Peppermint is especially useful for cramping. The menthol in peppermint relaxes the smooth muscle in your gut walls, which reduces those painful contractions. Multiple clinical trials have shown that peppermint oil significantly reduces abdominal pain, bloating, and discomfort. You can sip peppermint tea for mild cramps. For more persistent cramping, enteric-coated peppermint oil capsules (available at most pharmacies) deliver the oil directly to your intestines where it does the most good. Avoid peppermint if your pain is from acid reflux, though, because that same muscle-relaxing effect can make reflux worse.

Apply Heat

A heating pad or hot water bottle placed on your abdomen can relax tense muscles and ease cramping pain. Heat increases blood flow to the area and can interrupt pain signals. Set it to a comfortable warm temperature, not hot enough to burn, and leave it on for 15 to 20 minutes. This works well for menstrual cramps, stress-related stomach pain, and general intestinal discomfort. You can combine heat with lying in a comfortable position, like on your left side with your knees slightly bent.

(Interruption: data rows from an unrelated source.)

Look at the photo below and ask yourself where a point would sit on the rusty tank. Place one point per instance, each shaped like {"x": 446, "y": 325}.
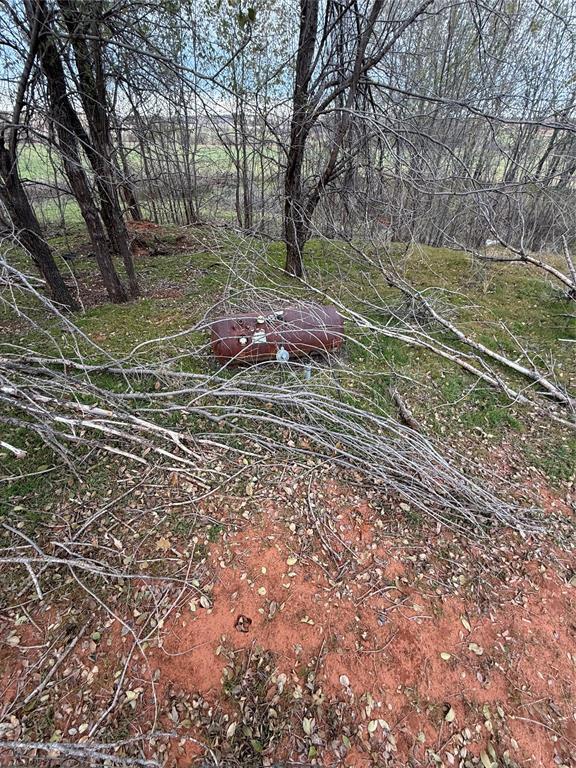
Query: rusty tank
{"x": 280, "y": 335}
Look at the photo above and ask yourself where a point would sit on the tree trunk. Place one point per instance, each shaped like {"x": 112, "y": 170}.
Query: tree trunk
{"x": 63, "y": 119}
{"x": 28, "y": 231}
{"x": 82, "y": 24}
{"x": 296, "y": 230}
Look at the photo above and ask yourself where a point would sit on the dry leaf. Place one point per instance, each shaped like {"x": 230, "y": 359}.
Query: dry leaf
{"x": 163, "y": 544}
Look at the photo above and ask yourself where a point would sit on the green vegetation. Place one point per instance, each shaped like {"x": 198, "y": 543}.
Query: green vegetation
{"x": 183, "y": 281}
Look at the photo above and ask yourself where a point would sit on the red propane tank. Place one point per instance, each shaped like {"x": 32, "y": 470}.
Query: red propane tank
{"x": 298, "y": 331}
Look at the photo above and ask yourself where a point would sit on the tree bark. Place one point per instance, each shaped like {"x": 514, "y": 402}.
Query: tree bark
{"x": 28, "y": 231}
{"x": 295, "y": 229}
{"x": 82, "y": 27}
{"x": 62, "y": 115}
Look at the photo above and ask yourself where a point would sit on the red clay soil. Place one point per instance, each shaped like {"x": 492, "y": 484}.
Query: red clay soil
{"x": 418, "y": 675}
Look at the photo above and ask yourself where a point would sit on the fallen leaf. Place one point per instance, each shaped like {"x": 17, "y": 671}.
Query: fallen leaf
{"x": 163, "y": 544}
{"x": 242, "y": 623}
{"x": 475, "y": 648}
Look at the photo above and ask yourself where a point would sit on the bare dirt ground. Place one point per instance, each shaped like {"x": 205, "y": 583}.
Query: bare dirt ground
{"x": 325, "y": 626}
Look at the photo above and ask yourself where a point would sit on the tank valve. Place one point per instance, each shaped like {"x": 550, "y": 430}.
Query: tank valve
{"x": 282, "y": 355}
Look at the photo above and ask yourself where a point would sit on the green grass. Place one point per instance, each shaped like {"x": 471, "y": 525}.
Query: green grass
{"x": 444, "y": 397}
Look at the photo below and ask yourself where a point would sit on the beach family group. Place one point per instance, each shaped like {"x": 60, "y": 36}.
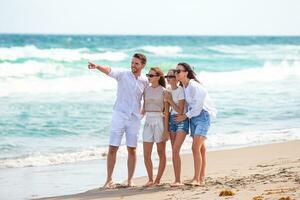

What to Eat (and Skip) While Your Stomach Recovers

You may have heard of the BRAT diet: bananas, rice, applesauce, and toast. While those foods are gentle on your stomach, following a strict BRAT diet for more than a day or two is no longer recommended. It lacks calcium, vitamin B12, protein, and fiber, and in children, sticking to it for more than 24 hours can actually slow recovery. The American Academy of Pediatrics considers it too restrictive for kids with stomach illness.

The current guidance is simpler: eat what you can tolerate, and expand back to a normal diet as soon as you feel able. Your body needs a range of nutrients to recover. Start with small portions of bland foods if that’s all you can manage, but don’t force yourself to eat only rice and toast for days. Avoid greasy, spicy, or very acidic foods until the pain passes. Stay hydrated, especially if you’ve been vomiting or having diarrhea. Small, frequent sips of water or an electrolyte drink are easier on your stomach than gulping a full glass at once.

When Stomach Pain Is an Emergency

Most stomach aches resolve on their own, but certain patterns need immediate attention. According to the American College of Emergency Physicians, you should seek emergency care if your pain is sudden and severe, or if it doesn’t ease within 30 minutes. Continuous severe pain combined with nonstop vomiting can indicate a serious or life-threatening condition.

Specific warning signs to watch for:

  • Severe pain in the lower right abdomen with loss of appetite, nausea, vomiting, or fever, which are classic signs of appendicitis
  • Pain in the middle upper abdomen that lasts for days, worsens after eating, and comes with fever or a rapid pulse, which may point to pancreatitis
  • Severe abdominal pain with vaginal bleeding, which can signal an ectopic pregnancy
  • Abdomen that’s rigid, swollen, or extremely tender to touch
  • Blood in your vomit or stool

If your stomach pain is mild but keeps returning over weeks, or if it wakes you up at night, those patterns are worth bringing up with a doctor even though they’re not emergencies. Recurring pain in the same spot can signal an ulcer, gallstones, or other conditions that benefit from proper diagnosis rather than continued home treatment.